Inhaltlich ging es den Macherinnen und Machern vom 'Blick auf Rechtsaußen' vor allem um die Frage, "wie wir in unserer Gesellschaft mit Rechtsextremismus umgehen sollten, müssten", so lautet eine Selbstbeschreibung der KAS. Herausgekommen ist ein facettenreiches Online-Dossier mit Reportagen, Porträts, Interviews und Definitionen - von Äpfelfront bis zum Stichwort Zivilcourage. Um alle Aspekte auch in der Form abwechslungsreich unterzubringen, hat die junge Journalistencrew eine eigene Website kreiert: extremismus.journalisten-akademie.com". Dort wird das Themenfeld Rechtsextremismus (das zunächst nur mit dem Arbeitstitel Extremismus betitelt wurde...) in vier umfangreichen Kapiteln erfasst:
1.) Gesellschaft - Sind die Rechtsextremisten in der Mitte der Gesellschaft angekommen? Während die Experten noch streiten, werben die Rechtsextremen um Jugend, Frauen, und um ganze Dörfer.
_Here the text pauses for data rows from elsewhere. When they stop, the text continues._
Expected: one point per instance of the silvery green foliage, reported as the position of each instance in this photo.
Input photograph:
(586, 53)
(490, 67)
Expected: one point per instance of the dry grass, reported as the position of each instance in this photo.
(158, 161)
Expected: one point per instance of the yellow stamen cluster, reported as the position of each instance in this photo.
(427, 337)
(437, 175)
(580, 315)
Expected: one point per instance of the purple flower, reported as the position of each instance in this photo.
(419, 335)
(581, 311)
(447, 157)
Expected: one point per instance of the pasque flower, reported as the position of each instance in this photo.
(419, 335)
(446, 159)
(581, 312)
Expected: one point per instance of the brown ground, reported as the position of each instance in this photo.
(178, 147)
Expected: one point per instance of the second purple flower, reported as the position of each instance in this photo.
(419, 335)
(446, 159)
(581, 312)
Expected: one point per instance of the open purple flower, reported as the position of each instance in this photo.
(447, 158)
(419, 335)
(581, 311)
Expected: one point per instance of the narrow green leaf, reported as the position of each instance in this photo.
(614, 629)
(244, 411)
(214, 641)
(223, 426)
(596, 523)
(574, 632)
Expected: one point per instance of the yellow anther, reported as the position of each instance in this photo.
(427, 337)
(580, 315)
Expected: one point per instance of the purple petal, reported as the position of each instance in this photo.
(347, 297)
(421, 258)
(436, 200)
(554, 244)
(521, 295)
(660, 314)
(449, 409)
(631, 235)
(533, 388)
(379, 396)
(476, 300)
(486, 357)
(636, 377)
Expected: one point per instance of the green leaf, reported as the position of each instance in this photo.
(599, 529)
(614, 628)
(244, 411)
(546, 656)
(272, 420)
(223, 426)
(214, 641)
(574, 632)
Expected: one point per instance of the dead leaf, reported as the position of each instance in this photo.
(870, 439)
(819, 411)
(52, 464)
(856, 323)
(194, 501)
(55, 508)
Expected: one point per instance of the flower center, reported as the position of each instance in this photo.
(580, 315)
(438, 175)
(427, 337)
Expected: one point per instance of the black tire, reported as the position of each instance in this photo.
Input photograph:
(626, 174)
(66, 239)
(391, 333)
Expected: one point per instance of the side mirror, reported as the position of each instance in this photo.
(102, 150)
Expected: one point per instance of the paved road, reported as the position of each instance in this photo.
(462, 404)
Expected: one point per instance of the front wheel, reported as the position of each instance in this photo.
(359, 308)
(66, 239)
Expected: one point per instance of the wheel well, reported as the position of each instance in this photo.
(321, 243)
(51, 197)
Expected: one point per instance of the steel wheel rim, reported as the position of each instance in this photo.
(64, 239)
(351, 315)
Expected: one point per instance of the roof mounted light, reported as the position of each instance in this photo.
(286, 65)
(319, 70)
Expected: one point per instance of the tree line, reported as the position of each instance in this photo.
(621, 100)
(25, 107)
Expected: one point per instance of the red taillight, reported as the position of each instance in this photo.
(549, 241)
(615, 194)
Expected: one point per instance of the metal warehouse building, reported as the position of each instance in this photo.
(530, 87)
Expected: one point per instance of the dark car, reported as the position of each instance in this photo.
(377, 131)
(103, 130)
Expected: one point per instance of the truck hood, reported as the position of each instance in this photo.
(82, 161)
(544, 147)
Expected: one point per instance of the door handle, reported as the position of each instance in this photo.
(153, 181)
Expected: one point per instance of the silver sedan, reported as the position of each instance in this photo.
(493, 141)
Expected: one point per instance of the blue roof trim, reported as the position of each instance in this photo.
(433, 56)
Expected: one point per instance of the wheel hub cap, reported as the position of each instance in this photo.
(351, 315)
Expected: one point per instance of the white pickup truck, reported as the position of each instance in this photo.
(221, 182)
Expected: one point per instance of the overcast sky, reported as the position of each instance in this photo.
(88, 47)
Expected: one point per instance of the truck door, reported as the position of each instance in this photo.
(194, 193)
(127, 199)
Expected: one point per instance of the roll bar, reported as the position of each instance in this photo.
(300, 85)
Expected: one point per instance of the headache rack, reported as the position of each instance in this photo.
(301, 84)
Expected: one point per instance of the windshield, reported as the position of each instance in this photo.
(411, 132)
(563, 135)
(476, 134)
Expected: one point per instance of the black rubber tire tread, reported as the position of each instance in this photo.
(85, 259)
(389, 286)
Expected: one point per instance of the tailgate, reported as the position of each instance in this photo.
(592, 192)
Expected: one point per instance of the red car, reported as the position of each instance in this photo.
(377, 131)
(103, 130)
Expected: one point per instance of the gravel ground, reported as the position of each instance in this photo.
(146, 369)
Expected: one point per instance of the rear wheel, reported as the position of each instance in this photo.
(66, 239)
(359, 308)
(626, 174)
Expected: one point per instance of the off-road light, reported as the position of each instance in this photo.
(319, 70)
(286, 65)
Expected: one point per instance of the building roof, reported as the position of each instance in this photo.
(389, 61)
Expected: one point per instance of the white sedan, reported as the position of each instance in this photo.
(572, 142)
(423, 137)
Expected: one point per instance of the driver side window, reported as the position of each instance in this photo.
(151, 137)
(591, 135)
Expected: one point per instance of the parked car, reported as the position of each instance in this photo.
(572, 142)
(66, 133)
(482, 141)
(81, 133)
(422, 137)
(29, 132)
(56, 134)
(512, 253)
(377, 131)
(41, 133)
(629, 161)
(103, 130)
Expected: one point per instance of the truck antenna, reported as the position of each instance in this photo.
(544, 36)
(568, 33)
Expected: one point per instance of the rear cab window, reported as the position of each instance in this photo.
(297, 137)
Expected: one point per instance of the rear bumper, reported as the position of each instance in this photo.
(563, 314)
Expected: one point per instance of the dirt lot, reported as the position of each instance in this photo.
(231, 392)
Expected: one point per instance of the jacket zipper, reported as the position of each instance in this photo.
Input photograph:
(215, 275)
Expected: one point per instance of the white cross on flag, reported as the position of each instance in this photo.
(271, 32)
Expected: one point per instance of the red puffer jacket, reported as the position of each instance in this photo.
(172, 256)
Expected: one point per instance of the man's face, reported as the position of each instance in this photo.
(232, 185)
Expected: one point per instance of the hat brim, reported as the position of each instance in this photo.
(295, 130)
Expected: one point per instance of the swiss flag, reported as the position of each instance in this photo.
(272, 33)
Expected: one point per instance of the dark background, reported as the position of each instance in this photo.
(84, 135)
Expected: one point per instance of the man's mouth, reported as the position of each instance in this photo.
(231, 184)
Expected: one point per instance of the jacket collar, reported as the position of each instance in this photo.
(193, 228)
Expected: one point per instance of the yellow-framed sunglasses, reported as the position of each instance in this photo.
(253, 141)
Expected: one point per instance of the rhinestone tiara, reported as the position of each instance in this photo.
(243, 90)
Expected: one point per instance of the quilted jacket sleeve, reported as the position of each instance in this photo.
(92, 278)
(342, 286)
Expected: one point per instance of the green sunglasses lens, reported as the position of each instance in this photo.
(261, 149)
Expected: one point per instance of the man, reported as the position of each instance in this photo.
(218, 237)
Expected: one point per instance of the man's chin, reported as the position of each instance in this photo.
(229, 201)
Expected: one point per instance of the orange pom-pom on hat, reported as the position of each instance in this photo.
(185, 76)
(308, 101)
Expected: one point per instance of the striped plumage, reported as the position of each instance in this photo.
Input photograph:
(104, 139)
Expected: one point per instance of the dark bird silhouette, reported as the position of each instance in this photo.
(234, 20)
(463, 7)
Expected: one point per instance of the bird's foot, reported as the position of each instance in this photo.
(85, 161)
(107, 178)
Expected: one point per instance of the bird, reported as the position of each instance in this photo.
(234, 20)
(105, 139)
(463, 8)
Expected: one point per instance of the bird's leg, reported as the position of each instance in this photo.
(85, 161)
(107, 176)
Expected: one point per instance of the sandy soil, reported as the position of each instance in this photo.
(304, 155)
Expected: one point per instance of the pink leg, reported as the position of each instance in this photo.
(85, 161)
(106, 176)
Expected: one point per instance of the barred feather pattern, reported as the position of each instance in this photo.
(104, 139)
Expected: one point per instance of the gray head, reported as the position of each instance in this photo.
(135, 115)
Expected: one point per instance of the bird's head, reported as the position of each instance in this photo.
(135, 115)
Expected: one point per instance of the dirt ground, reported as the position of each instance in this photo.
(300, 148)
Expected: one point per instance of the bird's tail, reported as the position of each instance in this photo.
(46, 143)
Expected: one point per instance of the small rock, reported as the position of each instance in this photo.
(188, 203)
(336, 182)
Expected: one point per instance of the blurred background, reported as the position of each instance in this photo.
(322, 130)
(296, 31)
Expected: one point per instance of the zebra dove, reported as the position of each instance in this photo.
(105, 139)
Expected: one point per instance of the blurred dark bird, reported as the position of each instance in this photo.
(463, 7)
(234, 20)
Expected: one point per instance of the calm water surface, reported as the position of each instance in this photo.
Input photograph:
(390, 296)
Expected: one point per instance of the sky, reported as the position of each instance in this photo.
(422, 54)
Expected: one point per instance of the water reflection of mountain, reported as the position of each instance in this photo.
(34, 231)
2.) Politik - Die NPD sitzt im Landtag – was wollen die Feinde der Demokratie im Parlament? Wie gehen Politik und Medien damit um? Ignorieren, widerlegen, verbieten?
3.) Ausstieg - Hitler und Hakenkreuz aus dem Kopf verbannt. Weg von Kameraden und Gemeinschaftskult. Und jetzt? Sie zweifeln an sich und der ganzen Welt: Aussteiger aus der Nazi-Szene.
4.) Zivilcourage - Die einen wollen mit Satire den rechtsextremen Feind entlarven. Die anderen sind Opfer, geben nicht auf, zeigen Gesicht. Informieren, diskutieren, provozieren.
5.) Fakten: Wer beim Thema Rechtsextremismus mitreden will, sollte die Fakten kennen. Was ist Rechtsextremismus? Wo kommt er vor? Und wo führt er hin?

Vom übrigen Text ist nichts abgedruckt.